Melihat Proses Pembuatan Lemang, Kuliner Khas Ramadhan yang Diburu di Pontianak
Pontianak (Suara Kalbar)– Lemang menjadi salah satu makanan tradisional yang paling diminati selama bulan Ramadhan di Pontianak. Kudapan enak berasal dari Minangkabau, Sumatra Barat ini terbuat dari beras ketan dan santan dengan bumbu khas, lemang menawarkan cita rasa gurih yang cocok sebagai hidangan berbuka puasa.
Keunikan lemang terletak pada proses pembuatannya yang masih menggunakan metode tradisional. Beras ketan yang telah dicuci bersih dicampur dengan santan dan bumbu khusus, lalu dimasukkan ke dalam bambu yang sebelumnya sudah dilapisi dengan pucuk daun pisang muda.
Iwan, seorang pengusaha lemang di Pontianak, mengungkapkan bahwa proses pembuatan lemang membutuhkan waktu yang cukup lama.
“Ini proses pembuatannya lumayan panjang,” ujarnya saat ditemui pada Senin (3/3/2025).
Awalnya bambu yang sudah dipersiapkan di jejerkan, setelah itu dilapisi pucuk daun pisang yang masih muda.
Selanjutnya masukan beras ketan yang sudah dicuci bersih serta santan dan bumbu khas yang Iwan racik sendiri.

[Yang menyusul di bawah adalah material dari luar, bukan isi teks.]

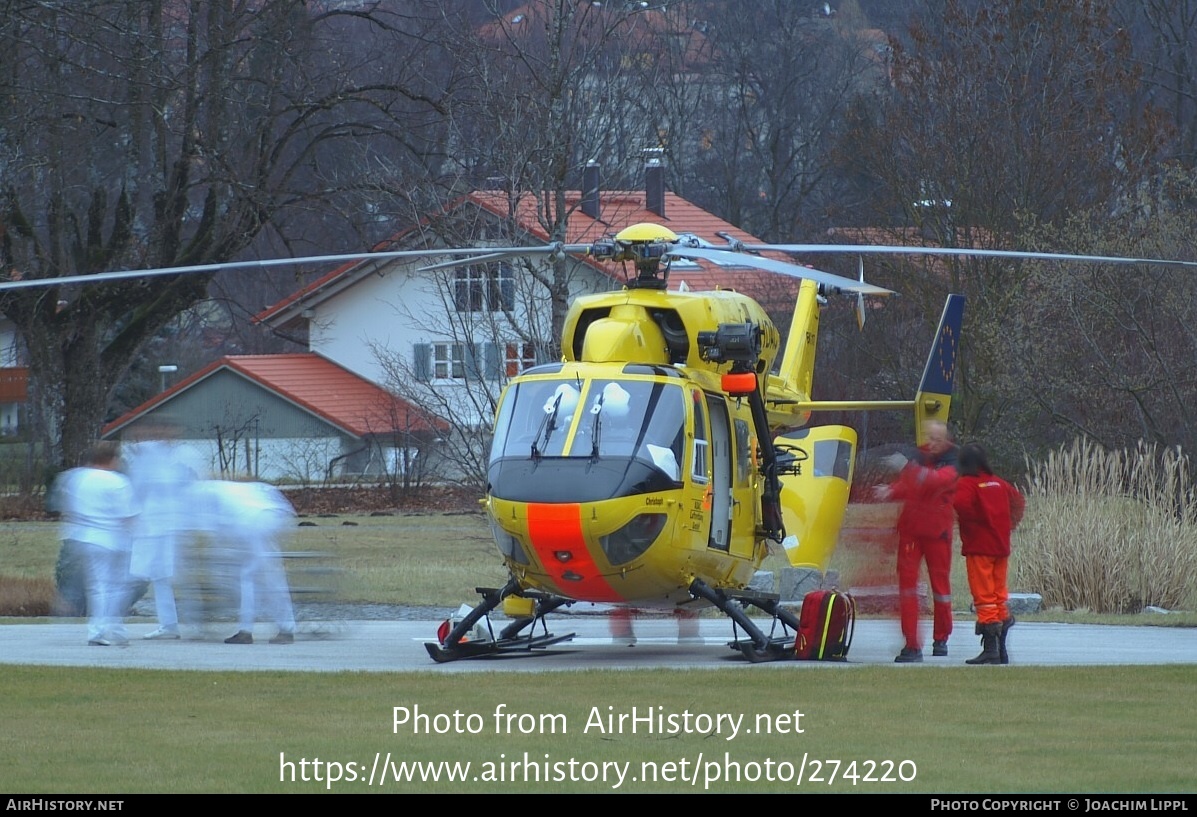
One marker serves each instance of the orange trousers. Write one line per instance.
(986, 580)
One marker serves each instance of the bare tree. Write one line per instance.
(160, 133)
(1002, 114)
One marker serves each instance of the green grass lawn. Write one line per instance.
(955, 730)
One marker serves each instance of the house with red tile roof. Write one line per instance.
(296, 418)
(478, 324)
(393, 348)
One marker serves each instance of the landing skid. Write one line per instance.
(758, 646)
(509, 641)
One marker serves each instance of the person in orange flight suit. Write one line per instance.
(988, 508)
(924, 534)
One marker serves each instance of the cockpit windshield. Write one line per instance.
(591, 430)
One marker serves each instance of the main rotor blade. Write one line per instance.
(199, 269)
(502, 254)
(876, 249)
(770, 264)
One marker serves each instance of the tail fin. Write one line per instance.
(934, 397)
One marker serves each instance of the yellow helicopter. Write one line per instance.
(642, 469)
(661, 458)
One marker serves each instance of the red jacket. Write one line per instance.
(989, 508)
(925, 492)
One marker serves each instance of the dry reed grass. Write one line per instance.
(1110, 531)
(26, 597)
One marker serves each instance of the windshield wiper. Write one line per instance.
(546, 427)
(596, 427)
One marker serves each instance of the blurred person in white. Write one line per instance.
(162, 471)
(248, 518)
(97, 513)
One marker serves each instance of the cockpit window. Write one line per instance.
(594, 420)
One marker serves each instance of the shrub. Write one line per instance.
(1110, 531)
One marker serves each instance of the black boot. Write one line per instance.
(1001, 639)
(989, 639)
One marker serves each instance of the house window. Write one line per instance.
(448, 361)
(518, 358)
(484, 288)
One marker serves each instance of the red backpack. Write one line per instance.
(825, 627)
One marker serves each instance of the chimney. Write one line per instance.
(655, 184)
(590, 178)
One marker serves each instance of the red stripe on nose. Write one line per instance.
(556, 534)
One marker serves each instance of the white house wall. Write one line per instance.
(303, 461)
(375, 327)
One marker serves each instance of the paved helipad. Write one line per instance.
(375, 646)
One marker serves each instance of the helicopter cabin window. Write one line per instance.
(700, 465)
(484, 288)
(583, 439)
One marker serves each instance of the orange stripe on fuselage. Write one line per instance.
(557, 529)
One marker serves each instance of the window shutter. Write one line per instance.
(421, 361)
(508, 287)
(473, 369)
(493, 361)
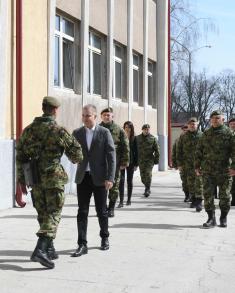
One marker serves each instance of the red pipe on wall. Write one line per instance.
(169, 83)
(18, 197)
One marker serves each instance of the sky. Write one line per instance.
(221, 55)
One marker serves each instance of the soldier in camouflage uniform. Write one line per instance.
(122, 154)
(174, 165)
(44, 142)
(215, 155)
(232, 127)
(148, 156)
(185, 154)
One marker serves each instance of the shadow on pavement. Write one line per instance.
(153, 226)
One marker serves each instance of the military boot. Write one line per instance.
(40, 253)
(211, 222)
(51, 252)
(198, 205)
(223, 219)
(111, 209)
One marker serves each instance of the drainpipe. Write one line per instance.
(18, 196)
(169, 83)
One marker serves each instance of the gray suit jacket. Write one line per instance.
(101, 156)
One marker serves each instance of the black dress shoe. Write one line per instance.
(104, 244)
(82, 249)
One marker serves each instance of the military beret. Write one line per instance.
(51, 101)
(192, 119)
(109, 109)
(145, 126)
(231, 119)
(216, 112)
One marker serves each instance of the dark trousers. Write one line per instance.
(84, 193)
(130, 172)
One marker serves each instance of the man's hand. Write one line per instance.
(23, 188)
(108, 184)
(198, 172)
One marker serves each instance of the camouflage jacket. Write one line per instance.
(173, 155)
(148, 149)
(46, 141)
(186, 148)
(216, 151)
(121, 143)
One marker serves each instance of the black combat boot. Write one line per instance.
(198, 205)
(111, 209)
(223, 219)
(211, 222)
(51, 252)
(187, 197)
(40, 253)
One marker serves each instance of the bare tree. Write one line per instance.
(226, 93)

Setelah semuanya siap, bambu-bambu tersebut kemudian di jejerkan dan dipanggang dengan api tungku selama kurang lebih 3 jam.

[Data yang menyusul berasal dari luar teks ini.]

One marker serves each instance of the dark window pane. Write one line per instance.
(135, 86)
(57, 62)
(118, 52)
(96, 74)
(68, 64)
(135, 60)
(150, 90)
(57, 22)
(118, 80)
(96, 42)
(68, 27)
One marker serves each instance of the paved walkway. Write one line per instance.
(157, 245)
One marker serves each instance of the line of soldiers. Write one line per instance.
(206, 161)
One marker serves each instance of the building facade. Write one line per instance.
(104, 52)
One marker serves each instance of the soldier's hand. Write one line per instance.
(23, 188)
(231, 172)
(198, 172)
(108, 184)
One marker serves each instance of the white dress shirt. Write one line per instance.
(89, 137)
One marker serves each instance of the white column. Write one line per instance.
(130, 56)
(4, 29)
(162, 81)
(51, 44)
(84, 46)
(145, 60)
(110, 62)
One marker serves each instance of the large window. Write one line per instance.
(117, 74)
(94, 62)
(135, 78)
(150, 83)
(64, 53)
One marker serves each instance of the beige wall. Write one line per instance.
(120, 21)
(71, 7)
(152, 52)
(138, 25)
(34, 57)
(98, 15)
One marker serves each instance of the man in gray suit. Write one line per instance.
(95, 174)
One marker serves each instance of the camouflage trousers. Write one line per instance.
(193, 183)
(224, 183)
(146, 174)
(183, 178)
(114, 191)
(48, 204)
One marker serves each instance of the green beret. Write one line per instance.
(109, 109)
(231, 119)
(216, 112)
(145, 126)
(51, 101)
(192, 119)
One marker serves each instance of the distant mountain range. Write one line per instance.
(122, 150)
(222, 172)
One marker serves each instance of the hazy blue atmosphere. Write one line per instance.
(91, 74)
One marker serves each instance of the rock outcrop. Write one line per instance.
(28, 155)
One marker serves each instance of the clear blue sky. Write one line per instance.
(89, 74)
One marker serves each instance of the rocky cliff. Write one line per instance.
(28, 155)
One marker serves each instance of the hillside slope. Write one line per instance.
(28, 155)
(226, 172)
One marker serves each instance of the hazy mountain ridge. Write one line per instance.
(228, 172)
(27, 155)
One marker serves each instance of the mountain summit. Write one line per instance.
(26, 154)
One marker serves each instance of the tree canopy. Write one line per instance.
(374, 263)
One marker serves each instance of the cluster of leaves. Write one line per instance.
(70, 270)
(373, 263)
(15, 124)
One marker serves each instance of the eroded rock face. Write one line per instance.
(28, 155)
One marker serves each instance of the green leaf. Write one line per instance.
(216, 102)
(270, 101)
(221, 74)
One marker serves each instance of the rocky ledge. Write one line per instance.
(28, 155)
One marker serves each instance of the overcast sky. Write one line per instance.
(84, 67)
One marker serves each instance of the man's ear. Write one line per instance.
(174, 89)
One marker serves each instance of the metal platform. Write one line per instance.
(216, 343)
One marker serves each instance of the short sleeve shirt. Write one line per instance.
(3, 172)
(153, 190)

Beralamatkan di jalan H Rais A Rachman, Gang Selamat, Kecamatan Pontianak Barat, Kota Pontianak, Iwan mengaku ia sudah berjualan sekitar 35 tahun yang lalu sejak ia SMP.
“Seingat saya dulu libur sekolah jaman Pak Harto, saya mulai jualan lemang,” ujar Iwan.

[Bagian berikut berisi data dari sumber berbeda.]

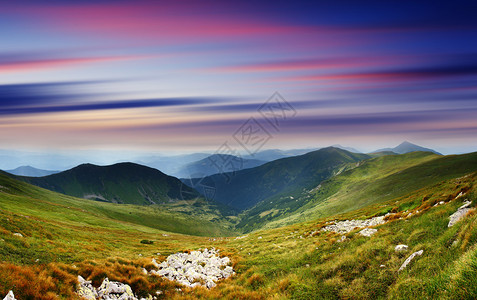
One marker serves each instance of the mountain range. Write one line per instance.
(30, 171)
(119, 183)
(285, 241)
(406, 147)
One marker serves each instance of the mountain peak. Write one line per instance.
(406, 147)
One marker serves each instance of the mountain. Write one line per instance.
(30, 171)
(119, 183)
(373, 181)
(47, 239)
(171, 165)
(350, 149)
(406, 147)
(244, 189)
(216, 163)
(274, 154)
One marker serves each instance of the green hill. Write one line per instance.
(244, 189)
(125, 183)
(373, 181)
(48, 239)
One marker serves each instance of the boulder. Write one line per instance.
(9, 296)
(459, 214)
(85, 289)
(368, 231)
(400, 248)
(408, 260)
(195, 268)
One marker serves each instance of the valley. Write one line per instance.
(277, 244)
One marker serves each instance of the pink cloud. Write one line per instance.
(42, 64)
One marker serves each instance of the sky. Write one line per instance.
(189, 76)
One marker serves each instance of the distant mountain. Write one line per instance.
(120, 183)
(244, 189)
(30, 171)
(171, 165)
(350, 149)
(274, 154)
(406, 147)
(217, 163)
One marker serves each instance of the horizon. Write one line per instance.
(148, 77)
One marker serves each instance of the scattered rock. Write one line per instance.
(401, 248)
(368, 231)
(461, 212)
(86, 289)
(115, 290)
(408, 260)
(9, 296)
(347, 226)
(199, 268)
(109, 290)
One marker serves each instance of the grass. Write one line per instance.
(64, 237)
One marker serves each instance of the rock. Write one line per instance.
(197, 268)
(347, 226)
(85, 289)
(368, 231)
(408, 260)
(459, 214)
(109, 290)
(115, 290)
(400, 248)
(9, 296)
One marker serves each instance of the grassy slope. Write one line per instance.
(280, 263)
(376, 180)
(120, 183)
(246, 188)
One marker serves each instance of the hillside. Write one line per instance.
(48, 239)
(30, 171)
(217, 163)
(244, 189)
(407, 147)
(374, 180)
(125, 183)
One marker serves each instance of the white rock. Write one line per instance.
(368, 231)
(189, 268)
(408, 260)
(401, 248)
(459, 214)
(9, 296)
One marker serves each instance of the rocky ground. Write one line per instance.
(197, 268)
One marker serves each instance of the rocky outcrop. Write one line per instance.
(408, 260)
(399, 248)
(368, 232)
(199, 268)
(9, 296)
(459, 214)
(347, 226)
(109, 290)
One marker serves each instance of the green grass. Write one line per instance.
(65, 236)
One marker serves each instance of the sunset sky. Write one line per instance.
(184, 76)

Untuk membuat lemang perhari, Iwan memerlukan sekitar 150 hingga 175 Kilogram beras ketan untuk memproduksi lemang. Produksi lemang ini dikerjakan sekitar 12 orang.
Untuk harganya, satu lemang ukuran paling kecil Rp 35.000 dan ukuran paling besar Rp 45.000, yang dijual ke pengecer, kemudian dijual lagi kepada masyarakat.
Usaha yang sudah cukup lama menjadikan lemang miliknya memiliki cita rasa yang tinggi. Saat bulan Ramadhan seperti saat ini produksi lemang meningkat, bisa mencapai 200 lemang. Pengunjung yang membeli pun bukan hanya dari kalangan muslim, tapi juga kalangan non muslim yang menyukai kuliner khas Pontianak ini.
Kuliner ini cocok untuk pilihan menu berbuka puasa, selain rasanya yang khas, momen Ramadhan menjadikan makanan tradsional ini akrab di lidah masyarakat.